5回には無死満塁の好機を得ながら、代打の奥谷が空振り三振、1番の知花が三ゴロ併殺打に倒れるなど、6度の得点機を生かせず、相手の3失策につけ込めなかった。比嘉監督は「もらったチャンスをものにできなかった」と悔しがった。
特に痛かったのは6回だ。一死走者なしから玉那覇の中前打と4番・仲田の二塁打で二、三塁としたが、大城和がスクイズを試みるも空振り。三走の玉那覇が三本間に挟まれた間に仲田が三塁に到達。三塁上で2人が〝お見合い〟状態となり、それぞれタッチされた。ルール上、アウトになるのは仲田。しかし、玉那覇が不用意に塁を離れてベンチへ戻ろうとしたところで、すぐにタッチされて併殺となり、一瞬でチャンスが消えた。
仲田は「(ルールは)知っていた。玉那覇は落ち込むとあれこれ考えてしまうタイプなので、いつも通りのプレーができなかった。
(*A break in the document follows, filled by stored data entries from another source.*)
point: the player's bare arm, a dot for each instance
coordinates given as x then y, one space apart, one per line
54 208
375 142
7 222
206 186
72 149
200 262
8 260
玉那覇が先に離れてしまったので、自分が声をかければ良かった。後悔している」と、うなだれた。
比嘉監督によれば「挟殺の練習で前の走者が残るというのは当然やっている」。それでも致命的なタイミングでミスが出てしまった。投手として1999年に、監督としても2008年に選抜大会を制している指揮官は「見たこともないようなことが起こってしまった。本当にあれは痛かった。これが甲子園なのかな」と沈痛な面持ちだった。